The storm, packing speeds of up to 135 kph (84 mph), crossed the area around Bangladesh's southern port of Mongla and the adjoining Sagar Islands in India's eastern state of West Bengal late on Sunday, Indian weather officials said.

It began making landfall in India at about 9 p.m., a process that ran for about five hours, weather officials added, before weakening into a cyclone during Monday morning.

Now it is expected to move northeast and weaken further, bringing more rain to states there, they added, as winds and rains eased.

One person was crushed to death by falling concrete in the state capital of Kolkata, authorities said, while a woman died when a mud home collapsed on the island of Mousuni in the Sundarbans delta.

High tides breached some protective river embankments in the area, home to some of the world's largest mangrove forests, which is shared by India and Bangladesh.

Rain flooded roads and disrupted travel in Dhaka, the capital of Bangladesh, where authorities gearing for the storm set up nearly 8,000 cyclone shelters and drafted in 78,000 volunteers.

India's navy put ships, aircraft, divers and medical supplies on standby for rescue operations.


Though early warnings and timely evacuation helped avert major casualties, the storm took a heavy toll of utilities in both countries.

Bangladesh shut down electricity supply to many areas in advance to avoid accidents, while many coastal towns were left in the dark as fallen trees and snapped electricity lines disrupted supply, power ministry officials said.
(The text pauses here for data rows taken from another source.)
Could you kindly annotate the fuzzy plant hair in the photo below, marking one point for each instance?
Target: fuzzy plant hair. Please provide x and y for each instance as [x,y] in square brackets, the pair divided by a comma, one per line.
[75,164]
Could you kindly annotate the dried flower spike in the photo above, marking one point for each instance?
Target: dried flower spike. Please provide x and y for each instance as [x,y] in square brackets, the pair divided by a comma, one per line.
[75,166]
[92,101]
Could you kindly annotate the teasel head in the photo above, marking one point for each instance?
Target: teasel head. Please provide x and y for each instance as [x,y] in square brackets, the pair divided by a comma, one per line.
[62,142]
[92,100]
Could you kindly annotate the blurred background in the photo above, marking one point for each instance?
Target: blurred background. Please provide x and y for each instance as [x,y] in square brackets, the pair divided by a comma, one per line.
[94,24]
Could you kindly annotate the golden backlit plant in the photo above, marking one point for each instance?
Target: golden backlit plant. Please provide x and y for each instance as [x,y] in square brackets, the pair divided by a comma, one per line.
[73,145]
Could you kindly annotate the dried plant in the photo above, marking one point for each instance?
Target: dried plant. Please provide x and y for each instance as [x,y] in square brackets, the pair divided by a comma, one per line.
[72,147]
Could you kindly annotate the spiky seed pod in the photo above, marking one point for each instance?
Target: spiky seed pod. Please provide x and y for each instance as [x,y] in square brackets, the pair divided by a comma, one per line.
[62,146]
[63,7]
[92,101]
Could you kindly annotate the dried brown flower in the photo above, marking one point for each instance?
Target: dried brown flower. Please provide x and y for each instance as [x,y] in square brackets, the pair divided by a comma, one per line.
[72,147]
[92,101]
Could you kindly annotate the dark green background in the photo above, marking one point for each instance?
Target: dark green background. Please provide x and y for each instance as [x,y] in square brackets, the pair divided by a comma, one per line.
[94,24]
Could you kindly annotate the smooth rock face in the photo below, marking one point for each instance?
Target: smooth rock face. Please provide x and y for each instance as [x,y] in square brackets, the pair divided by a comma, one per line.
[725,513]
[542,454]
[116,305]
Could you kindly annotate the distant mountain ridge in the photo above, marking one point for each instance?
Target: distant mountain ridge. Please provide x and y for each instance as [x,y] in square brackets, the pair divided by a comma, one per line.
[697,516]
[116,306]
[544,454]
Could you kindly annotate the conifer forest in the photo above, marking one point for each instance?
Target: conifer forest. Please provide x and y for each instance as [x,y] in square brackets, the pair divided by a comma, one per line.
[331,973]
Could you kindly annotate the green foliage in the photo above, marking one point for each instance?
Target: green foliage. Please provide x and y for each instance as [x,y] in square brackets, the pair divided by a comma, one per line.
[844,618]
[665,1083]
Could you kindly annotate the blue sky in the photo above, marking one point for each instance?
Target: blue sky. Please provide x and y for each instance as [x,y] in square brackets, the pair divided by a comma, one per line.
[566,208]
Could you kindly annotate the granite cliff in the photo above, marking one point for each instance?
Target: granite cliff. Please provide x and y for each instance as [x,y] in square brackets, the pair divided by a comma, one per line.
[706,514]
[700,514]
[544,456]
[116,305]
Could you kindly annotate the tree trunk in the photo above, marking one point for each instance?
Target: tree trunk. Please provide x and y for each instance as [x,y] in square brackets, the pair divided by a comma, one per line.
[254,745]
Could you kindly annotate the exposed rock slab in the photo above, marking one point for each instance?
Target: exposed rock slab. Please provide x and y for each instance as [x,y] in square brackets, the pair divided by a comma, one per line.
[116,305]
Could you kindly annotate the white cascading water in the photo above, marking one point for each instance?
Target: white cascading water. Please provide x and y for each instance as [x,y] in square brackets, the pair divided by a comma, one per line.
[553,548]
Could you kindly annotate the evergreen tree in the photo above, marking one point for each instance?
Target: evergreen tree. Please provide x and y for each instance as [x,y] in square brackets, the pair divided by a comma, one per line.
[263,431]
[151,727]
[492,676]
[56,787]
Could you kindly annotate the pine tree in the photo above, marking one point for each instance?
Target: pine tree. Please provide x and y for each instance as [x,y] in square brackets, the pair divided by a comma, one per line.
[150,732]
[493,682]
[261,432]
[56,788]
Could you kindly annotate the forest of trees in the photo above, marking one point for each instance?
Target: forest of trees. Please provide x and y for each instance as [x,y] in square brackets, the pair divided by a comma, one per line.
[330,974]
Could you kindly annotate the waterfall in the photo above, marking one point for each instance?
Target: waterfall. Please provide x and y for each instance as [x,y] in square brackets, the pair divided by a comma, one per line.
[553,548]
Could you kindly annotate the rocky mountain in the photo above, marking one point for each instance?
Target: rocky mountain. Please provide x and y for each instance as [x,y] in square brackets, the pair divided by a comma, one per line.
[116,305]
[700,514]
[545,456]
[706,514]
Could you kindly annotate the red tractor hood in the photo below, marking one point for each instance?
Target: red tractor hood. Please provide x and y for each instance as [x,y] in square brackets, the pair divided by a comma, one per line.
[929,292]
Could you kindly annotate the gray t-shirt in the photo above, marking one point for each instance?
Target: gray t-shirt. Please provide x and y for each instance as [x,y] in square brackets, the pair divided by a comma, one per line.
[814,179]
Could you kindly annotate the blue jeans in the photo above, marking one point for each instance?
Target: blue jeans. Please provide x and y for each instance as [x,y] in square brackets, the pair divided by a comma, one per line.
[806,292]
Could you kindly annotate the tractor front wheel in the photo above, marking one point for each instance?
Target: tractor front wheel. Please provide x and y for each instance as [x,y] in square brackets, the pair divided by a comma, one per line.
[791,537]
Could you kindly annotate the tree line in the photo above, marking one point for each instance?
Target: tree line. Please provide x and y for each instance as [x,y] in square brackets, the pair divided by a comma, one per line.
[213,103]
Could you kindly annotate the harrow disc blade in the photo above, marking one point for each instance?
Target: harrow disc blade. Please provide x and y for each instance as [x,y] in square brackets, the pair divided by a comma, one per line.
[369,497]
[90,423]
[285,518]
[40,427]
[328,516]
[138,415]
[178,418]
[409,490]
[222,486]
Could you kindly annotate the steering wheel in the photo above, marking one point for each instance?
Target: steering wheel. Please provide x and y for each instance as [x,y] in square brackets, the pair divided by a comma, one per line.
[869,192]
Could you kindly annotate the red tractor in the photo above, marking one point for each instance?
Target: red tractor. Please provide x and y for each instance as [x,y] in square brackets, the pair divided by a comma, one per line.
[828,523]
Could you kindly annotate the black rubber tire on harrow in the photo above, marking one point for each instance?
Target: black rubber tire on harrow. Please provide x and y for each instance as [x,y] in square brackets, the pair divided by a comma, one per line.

Reports of at least 356 uprooted electricity poles and damage to scores of transformers flowed in early during the storm's landfall in India, said Arup Biswas, the power minister in its state of West Bengal.

Kolkata resumed flights on Monday after more than 50 were cancelled on Sunday, when the storm forced suspension of operations, while suburban train services were also restored.

Rains brought by the storm flooded many streets, television images showed, with reports of wall collapses and at least 52 fallen trees, some of them blocking roads.

Bangladesh suspended operations in its ports of Mongla and nearby Chittagong.